Tax Returns. Fiduciary accounting income may affect a trust’s income tax filings.

·         Fiduciary accounting income is required to be disclosed on the trust’s annual income tax return for “complex” trusts (trusts distributing something other than just “all net accounting income” in any given year).

·         While a completely different concept than taxable income, fiduciary accounting income may actually affect the allocation of taxable income between the trust and its beneficiaries.

In Conclusion. Because a Trustee has a legal liability for his or her actions, and also a legal duty to report to trust beneficiaries on trust transactions pursuant to the trust instrument and governing state law, the preparation of an annual fiduciary accounting is a “must-do” Trustee responsibility.

·         Trust beneficiaries may be entitled to waive their rights to accountings.
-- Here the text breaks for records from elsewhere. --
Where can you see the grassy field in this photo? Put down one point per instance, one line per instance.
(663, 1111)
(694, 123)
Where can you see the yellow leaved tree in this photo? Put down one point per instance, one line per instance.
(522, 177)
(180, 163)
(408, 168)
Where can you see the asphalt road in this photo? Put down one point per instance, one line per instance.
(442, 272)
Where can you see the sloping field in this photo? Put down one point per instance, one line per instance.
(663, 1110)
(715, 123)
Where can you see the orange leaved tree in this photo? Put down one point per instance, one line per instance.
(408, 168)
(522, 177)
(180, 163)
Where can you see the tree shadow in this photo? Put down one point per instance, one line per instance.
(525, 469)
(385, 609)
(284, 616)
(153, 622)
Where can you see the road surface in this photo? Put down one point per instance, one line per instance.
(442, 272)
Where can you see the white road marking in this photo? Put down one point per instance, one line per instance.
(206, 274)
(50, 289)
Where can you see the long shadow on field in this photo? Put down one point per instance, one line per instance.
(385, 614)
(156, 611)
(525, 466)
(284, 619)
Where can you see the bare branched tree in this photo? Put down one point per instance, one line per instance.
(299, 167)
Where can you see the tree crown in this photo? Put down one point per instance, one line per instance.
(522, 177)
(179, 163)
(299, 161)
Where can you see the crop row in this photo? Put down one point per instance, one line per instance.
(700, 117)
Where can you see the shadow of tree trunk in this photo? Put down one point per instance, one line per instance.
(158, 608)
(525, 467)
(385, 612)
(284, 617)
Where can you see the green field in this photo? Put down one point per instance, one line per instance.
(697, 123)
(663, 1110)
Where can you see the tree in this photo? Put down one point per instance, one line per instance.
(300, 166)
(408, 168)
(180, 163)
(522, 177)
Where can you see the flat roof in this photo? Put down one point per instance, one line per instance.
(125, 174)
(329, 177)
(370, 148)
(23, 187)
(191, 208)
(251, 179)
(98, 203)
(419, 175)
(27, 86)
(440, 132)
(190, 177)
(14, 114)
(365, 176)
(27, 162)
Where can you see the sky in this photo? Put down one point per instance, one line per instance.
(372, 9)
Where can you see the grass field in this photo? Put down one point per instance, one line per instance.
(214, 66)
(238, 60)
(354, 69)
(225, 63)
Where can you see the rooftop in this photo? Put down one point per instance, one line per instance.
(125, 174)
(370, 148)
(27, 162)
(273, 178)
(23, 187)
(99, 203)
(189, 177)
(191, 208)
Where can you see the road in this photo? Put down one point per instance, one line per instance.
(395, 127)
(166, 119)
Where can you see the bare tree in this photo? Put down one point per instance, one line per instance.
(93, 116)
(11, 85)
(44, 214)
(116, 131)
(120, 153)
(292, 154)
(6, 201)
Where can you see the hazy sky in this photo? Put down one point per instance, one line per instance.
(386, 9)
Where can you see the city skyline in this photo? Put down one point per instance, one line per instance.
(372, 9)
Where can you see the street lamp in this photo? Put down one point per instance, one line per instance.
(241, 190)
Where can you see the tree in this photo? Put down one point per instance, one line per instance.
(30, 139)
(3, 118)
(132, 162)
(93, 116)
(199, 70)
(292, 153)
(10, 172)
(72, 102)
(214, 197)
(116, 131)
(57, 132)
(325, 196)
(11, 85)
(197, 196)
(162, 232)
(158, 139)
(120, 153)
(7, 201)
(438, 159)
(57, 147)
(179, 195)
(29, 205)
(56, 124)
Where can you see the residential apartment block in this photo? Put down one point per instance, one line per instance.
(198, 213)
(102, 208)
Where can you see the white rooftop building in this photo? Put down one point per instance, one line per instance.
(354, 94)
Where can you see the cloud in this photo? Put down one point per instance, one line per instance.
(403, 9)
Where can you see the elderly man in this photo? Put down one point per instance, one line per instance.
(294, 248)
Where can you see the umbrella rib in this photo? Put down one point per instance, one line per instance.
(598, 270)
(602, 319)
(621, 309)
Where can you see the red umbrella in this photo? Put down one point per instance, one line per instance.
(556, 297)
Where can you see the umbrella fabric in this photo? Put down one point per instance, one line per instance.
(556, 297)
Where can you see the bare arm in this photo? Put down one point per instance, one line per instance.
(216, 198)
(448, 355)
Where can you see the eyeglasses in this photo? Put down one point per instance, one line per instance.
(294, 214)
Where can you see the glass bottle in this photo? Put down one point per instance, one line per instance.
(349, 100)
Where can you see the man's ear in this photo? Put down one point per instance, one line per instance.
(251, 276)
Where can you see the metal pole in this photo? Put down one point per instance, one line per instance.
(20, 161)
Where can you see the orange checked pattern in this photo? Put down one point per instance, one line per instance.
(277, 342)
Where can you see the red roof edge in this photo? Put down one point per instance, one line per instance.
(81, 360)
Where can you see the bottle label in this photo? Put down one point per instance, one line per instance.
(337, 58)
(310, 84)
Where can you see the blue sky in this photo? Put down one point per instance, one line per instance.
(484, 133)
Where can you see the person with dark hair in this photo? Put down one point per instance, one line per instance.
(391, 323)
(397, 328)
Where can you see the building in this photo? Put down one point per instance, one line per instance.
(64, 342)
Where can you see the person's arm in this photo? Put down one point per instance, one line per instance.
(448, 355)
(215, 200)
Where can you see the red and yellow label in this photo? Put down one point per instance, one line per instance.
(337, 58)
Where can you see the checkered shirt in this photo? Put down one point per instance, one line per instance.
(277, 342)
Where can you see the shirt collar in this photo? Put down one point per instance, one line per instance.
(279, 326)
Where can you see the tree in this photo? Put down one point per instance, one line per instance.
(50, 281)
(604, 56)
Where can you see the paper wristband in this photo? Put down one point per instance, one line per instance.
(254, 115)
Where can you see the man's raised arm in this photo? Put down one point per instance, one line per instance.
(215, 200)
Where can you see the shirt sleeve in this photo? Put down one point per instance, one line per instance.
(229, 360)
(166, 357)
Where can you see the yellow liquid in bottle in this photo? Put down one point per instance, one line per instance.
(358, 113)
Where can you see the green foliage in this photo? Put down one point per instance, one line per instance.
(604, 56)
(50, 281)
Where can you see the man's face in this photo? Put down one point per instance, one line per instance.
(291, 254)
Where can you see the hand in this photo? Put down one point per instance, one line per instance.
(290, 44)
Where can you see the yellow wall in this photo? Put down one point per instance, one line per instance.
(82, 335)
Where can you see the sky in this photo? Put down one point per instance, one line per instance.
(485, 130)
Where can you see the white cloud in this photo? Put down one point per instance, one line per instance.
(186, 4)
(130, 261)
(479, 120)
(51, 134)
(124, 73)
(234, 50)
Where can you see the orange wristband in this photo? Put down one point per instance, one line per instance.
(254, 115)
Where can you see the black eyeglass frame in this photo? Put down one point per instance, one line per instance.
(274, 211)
·         Preparing a fiduciary accounting facilitates the computation of fiduciary accounting income, which is required to make trust distributions and prepare trust income tax returns.

·         Having a professional Trustee like an attorney or trust company can ensure this important annual responsibility is accomplished.

All of our blog posts are for educational purposes only and should not be relied upon without consulting your own professional advisors. Content can become obsolete and will not be updated to reflect federal, state and local law changes.